9 min read
Have the UK roads become safer over time? We will look at UK road safety through the analysis of road traffic crashes over the last 40 years to see if we can answer this question. In previous blogs of this style (Note 1), we have presented all the analysis in Apteco FastStats visualisations. In this post we are showing some of these as visualisations from our new Orbit platform.
The UK government has made data available that stretches back to 1979 covering traffic crashes in the UK (Note 2). This data is collected by the police using a form called STATS 19 that is filled in following a crash. The dataset is not a complete and accurate account of all the crashes on the UK roads as they are only the ones that were dealt with by the police. Crashes have been classified as ‘Fatal’, ‘Serious’ or ‘Slight’. Almost all fatal crashes should be included in the data, and a significant number of the serious ones, but only a subset of all slight crashes are included – namely the ones that trigger police involvement (Note 3).
Although the raw data is available for download, I have made use of a very handy R package (Note 4) that saved plenty of time in preparing the data ready for loading into FastStats. The structure of the resulting system is such that there are 1.4 million crashes that had 1.9 million casualties and involved 2.6 million vehicles. Note that in this blog post, I have included crashes up to the end of 2019.
A number of details are included about each crash. We know how serious the crash was, where it happened, when it happened and then a number of factors about the site of the crash such as road type, weather conditions, junction information, road conditions, and the police force involved.
For all the vehicles involved in crashes we know the type, the age, information about the driver and a bit of information about what happened to the vehicle. For each casualty we know their age band and their gender.
Some simple exploratory analysis
In the previous section, we noted that we are more confident that the numbers of fatal and serious crashes are more complete, and therefore it seems a good place to start to look at just the serious and fatal crashes. Below we can see that about 1.7 million of the 8.5 million crashes fall into these categories.
An obvious starting point is to start by seeing if the total number of crashes is coming down over time since we have 40 years’ worth of data here.
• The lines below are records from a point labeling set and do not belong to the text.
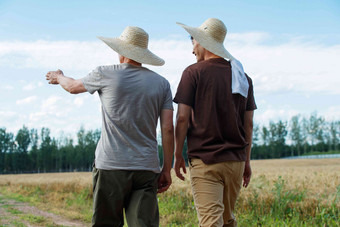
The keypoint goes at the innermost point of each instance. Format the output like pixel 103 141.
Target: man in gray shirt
pixel 126 173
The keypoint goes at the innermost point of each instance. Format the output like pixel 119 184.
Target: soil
pixel 8 218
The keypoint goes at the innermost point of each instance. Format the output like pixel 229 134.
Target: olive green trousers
pixel 133 191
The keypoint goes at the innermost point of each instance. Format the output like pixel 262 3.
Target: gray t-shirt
pixel 132 99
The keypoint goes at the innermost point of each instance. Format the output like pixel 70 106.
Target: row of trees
pixel 296 137
pixel 30 151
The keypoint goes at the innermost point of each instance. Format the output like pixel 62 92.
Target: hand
pixel 164 181
pixel 52 76
pixel 246 174
pixel 178 165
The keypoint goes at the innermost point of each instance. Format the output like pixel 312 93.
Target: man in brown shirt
pixel 215 113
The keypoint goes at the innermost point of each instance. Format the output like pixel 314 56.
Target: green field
pixel 281 193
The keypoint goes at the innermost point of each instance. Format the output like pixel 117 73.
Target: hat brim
pixel 207 42
pixel 138 54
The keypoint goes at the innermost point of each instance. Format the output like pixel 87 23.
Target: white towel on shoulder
pixel 239 82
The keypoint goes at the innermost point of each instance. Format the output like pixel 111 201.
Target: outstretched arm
pixel 167 130
pixel 182 121
pixel 69 84
pixel 248 126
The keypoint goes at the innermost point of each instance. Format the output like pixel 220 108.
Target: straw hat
pixel 133 44
pixel 210 35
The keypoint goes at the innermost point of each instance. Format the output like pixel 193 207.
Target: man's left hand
pixel 52 76
pixel 246 174
pixel 164 181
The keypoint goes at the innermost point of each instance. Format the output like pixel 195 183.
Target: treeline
pixel 30 151
pixel 33 151
pixel 299 136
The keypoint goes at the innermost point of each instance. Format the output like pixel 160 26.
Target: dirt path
pixel 14 213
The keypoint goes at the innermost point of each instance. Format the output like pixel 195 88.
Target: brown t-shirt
pixel 216 127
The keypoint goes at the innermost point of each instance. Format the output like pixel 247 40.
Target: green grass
pixel 286 208
pixel 266 205
pixel 321 153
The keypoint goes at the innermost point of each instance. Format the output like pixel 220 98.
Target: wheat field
pixel 299 191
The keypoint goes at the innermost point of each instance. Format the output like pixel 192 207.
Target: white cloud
pixel 78 101
pixel 7 87
pixel 27 100
pixel 31 86
pixel 295 65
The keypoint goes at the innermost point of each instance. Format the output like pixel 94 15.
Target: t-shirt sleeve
pixel 251 105
pixel 93 81
pixel 186 89
pixel 167 104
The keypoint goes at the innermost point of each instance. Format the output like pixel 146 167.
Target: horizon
pixel 291 53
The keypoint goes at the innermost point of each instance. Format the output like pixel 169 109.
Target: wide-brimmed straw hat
pixel 210 35
pixel 133 44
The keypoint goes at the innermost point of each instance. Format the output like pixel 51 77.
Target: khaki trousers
pixel 215 189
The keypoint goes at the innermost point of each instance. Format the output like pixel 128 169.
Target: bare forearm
pixel 248 126
pixel 168 148
pixel 180 134
pixel 182 121
pixel 66 82
pixel 69 84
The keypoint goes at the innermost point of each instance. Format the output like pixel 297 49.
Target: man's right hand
pixel 178 165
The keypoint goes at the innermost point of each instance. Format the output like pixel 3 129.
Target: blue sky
pixel 290 49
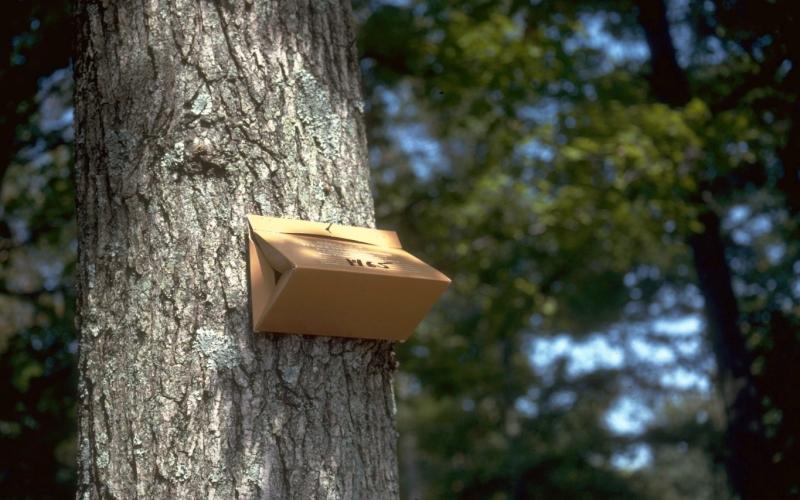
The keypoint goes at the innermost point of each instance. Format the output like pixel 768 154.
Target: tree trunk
pixel 190 115
pixel 746 461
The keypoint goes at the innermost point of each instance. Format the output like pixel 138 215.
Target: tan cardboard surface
pixel 322 279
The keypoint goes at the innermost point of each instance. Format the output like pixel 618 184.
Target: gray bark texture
pixel 190 114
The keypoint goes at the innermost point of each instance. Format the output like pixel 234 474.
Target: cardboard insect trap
pixel 316 278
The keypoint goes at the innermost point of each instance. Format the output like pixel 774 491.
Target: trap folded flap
pixel 317 278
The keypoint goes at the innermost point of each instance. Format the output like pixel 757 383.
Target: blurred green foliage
pixel 523 148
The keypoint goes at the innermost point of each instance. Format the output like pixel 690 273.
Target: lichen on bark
pixel 189 115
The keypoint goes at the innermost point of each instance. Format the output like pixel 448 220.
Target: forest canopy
pixel 613 187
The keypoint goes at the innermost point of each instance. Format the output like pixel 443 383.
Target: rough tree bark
pixel 190 114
Let us look at fatal crashes first:
The main trend here is the historical fall from a high of 6,000 to around 3,000 in the mid 1990’s. A further sustained fall in the late 2000’s has seen the number stabilise between 1,600 and 1,700 for the last decade.
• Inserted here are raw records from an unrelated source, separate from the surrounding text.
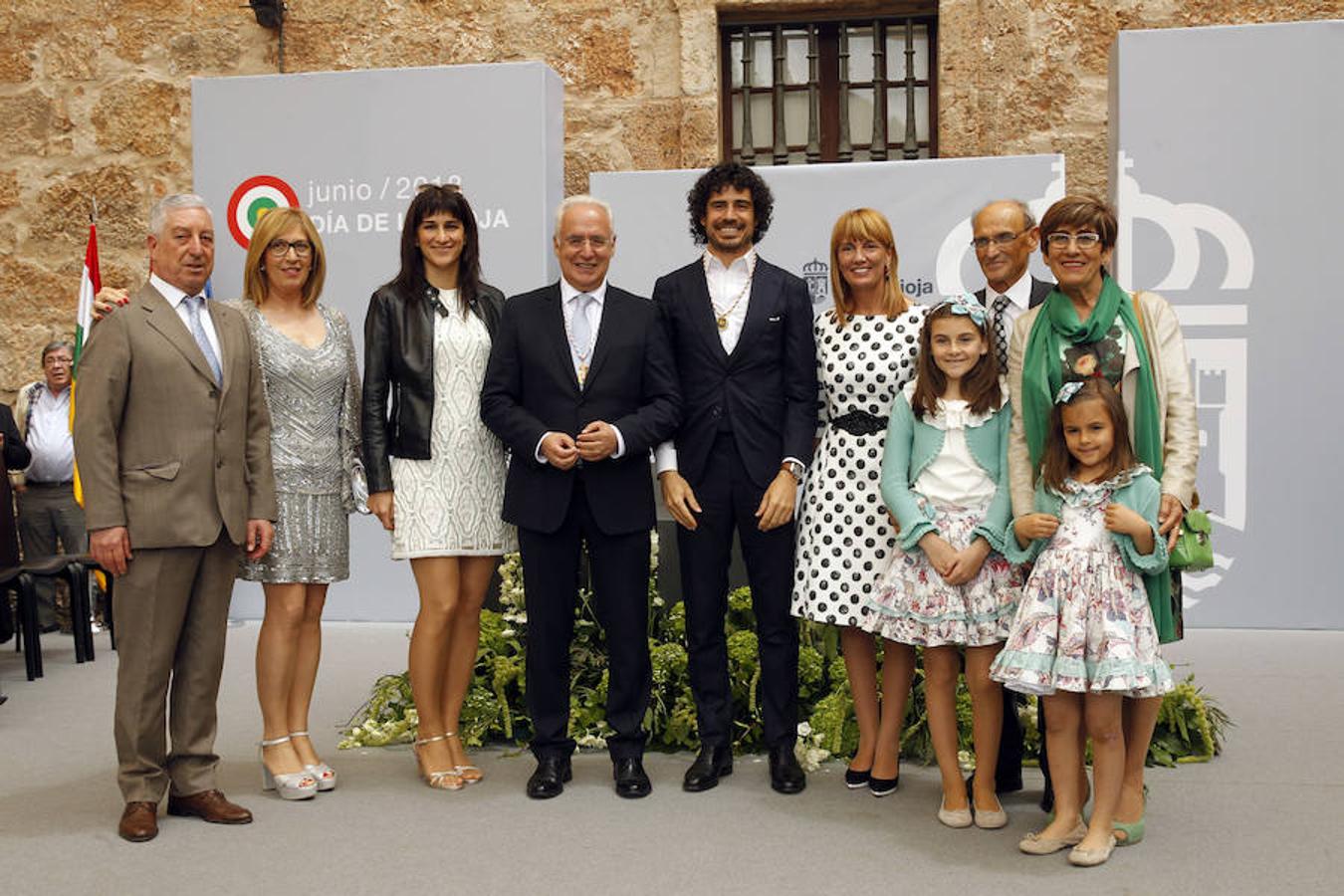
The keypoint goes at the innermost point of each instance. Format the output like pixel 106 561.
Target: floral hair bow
pixel 1067 391
pixel 967 305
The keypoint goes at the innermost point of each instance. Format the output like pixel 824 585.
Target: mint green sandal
pixel 1133 833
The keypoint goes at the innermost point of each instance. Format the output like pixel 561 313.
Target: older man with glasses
pixel 50 520
pixel 1005 237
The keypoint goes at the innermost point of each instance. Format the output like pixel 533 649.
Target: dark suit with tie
pixel 1008 772
pixel 531 388
pixel 744 414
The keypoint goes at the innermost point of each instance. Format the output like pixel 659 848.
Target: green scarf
pixel 1041 375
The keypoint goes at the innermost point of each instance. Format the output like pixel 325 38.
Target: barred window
pixel 832 89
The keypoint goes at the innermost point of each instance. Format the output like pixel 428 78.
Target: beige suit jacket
pixel 1175 402
pixel 160 448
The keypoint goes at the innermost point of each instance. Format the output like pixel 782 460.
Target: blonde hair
pixel 269 226
pixel 860 225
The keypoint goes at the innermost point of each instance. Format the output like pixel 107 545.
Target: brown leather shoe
pixel 208 804
pixel 138 822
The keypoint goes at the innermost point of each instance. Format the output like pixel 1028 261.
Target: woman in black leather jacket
pixel 436 474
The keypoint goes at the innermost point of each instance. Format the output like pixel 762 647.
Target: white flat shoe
pixel 955 817
pixel 1091 857
pixel 322 773
pixel 295 784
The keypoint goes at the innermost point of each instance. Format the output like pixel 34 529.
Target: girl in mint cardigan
pixel 1083 635
pixel 944 479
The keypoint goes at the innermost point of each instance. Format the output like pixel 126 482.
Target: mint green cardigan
pixel 1143 495
pixel 911 445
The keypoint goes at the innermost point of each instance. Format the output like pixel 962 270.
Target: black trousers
pixel 729 500
pixel 620 567
pixel 1008 772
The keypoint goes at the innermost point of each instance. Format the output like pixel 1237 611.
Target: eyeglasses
pixel 598 243
pixel 998 239
pixel 280 247
pixel 1082 241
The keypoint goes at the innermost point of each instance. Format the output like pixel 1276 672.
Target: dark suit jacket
pixel 161 449
pixel 1039 289
pixel 530 388
pixel 768 385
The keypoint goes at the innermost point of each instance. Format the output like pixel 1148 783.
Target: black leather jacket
pixel 399 361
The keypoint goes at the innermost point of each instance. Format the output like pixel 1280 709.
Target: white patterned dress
pixel 1083 622
pixel 844 534
pixel 449 506
pixel 913 603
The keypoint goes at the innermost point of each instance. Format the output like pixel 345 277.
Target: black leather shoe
pixel 785 773
pixel 550 777
pixel 632 781
pixel 711 764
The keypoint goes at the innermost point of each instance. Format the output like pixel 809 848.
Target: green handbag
pixel 1194 549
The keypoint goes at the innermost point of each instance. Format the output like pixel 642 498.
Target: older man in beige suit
pixel 172 439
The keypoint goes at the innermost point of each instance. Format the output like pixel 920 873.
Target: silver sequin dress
pixel 449 506
pixel 314 400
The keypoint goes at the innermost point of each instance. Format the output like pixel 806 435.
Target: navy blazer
pixel 768 385
pixel 530 388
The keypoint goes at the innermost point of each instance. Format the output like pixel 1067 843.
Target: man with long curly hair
pixel 741 330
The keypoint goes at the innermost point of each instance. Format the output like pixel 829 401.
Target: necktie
pixel 1002 331
pixel 198 331
pixel 580 332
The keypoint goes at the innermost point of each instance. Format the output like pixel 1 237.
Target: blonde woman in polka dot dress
pixel 866 353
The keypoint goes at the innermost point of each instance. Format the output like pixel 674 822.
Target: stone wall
pixel 95 99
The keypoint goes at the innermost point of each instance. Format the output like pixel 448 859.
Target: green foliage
pixel 1190 729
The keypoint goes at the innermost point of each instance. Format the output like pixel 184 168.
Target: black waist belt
pixel 860 423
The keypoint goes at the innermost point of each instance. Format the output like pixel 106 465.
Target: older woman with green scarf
pixel 1087 328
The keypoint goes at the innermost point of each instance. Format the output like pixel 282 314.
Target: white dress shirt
pixel 49 438
pixel 726 285
pixel 1018 300
pixel 568 305
pixel 175 299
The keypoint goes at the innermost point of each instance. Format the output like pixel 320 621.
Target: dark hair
pixel 1079 211
pixel 729 173
pixel 1056 464
pixel 434 199
pixel 980 387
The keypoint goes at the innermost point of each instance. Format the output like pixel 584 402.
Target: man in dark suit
pixel 741 331
pixel 580 385
pixel 1005 235
pixel 172 439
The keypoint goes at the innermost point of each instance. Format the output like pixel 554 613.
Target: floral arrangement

If we consider the serious crashes only:
The number of recorded crashes of this severity have fallen dramatically from over 65,000 to around 20,000 per year in the mid 2010’s, before rising again into the mid 20,000s over the last 4 years of the data.
If we slice the date/datetime information in a different way, then we can look at the crashes in a different way. In the chart below, we can see that most fatal crashes are recorded on Friday and the least on a Sunday. We cannot deduce that Friday is a more dangerous day on the road since we would need to index these crashes against the total number of vehicles or journeys on the road on those days.
If we break it down in another way, then we can look at crashes by hour of day. Below is a subset of crashes since 2000 that shows peaks of fatal/serious crashes around the morning (small peak) and the evening rush hours (biggest peak). Unsurprisingly, the time of the day with the least number of fatal/serious crashes is in the middle of the night.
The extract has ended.